I want the Evo intake, because of the Minnesota winters. With a CAI it would get Salt and liquid salt in a CAI and mess everthing up. If I lived in a warmer weather state it would work(CAI).


----------



## PaulCep (Jul 23, 2007)

*Re: (debo0726)*

i live in illinois, chi-town, what should i do? my cousin form arizona tunes dubs alot and she said to go with a CAI.. from exp'ed driver tuner what should i get regardless of money but will be the perfect fit?


----------



## rishsn (Aug 26, 2006)

*Re: (debo0726)*


_Quote, originally posted by *debo0726* »_I want the Evo intake, because of the Minnesota winters. With a CAI it would get Salt and liquid salt in a CAI and mess everthing up. If I lived in a warmer weather state it would work(CAI).

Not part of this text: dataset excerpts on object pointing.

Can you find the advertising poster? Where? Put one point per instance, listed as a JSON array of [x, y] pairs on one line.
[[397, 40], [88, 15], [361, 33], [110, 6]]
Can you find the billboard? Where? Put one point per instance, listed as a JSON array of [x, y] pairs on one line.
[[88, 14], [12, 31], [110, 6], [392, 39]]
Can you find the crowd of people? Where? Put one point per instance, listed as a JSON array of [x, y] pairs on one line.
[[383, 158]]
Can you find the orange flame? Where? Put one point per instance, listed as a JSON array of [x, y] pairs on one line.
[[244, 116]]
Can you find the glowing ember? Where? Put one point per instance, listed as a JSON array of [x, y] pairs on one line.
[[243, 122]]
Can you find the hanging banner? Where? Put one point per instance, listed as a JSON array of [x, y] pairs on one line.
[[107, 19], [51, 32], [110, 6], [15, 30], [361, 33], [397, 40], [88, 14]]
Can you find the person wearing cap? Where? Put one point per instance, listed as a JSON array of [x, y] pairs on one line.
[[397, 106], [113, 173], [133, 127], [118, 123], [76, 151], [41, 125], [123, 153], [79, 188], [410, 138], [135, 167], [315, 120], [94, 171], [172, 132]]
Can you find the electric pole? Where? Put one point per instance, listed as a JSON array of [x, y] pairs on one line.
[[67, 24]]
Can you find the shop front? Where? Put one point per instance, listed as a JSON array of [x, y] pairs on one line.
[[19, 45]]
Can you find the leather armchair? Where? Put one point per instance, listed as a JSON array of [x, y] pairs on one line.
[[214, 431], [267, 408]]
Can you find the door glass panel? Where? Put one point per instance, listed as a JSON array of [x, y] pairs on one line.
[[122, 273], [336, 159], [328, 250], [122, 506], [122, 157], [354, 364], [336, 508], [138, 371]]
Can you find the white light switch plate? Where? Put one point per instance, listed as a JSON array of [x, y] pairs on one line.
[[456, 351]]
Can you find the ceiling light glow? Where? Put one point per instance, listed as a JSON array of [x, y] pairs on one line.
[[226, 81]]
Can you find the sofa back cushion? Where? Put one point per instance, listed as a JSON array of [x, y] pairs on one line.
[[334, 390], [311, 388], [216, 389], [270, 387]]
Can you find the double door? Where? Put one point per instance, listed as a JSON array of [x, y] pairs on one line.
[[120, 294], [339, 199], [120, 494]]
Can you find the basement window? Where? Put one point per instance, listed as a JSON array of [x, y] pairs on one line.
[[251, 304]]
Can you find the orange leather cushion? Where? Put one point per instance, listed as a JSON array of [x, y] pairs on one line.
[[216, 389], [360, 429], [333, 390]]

i saw this http://www.knfilters.com/snowmobile.htm. It reduces the likelyhood of water, salts... being sucked up from the road. The only way of getting hydrolock with the sock on the filter is if you drive through a puddle at the same level as the filter.


----------



## dead0narrivel (Aug 7, 2005)

not a bad idea...


----------



## debo0726 (May 18, 2007)

*Re: (rishsn)*

No, it looks like a great idea. But messing around with it ever change of the season. The short ram is for me, had them in my past VW's and they worked great.


----------



## nutbox11 (Dec 17, 2005)

*Re: (dead0narrivel)*

ha didnt even notice. sorry ill leave you alone


----------



## dead0narrivel (Aug 7, 2005)

haha im just playing man its all good...


----------



## rafdiaz (Aug 14, 2007)

*Where do you find LNT info?*

Ok, so I hear all the hype about the LNTcai but this is the only place I can find any literature. Where do you find information about this and where do you go to buy one?


----------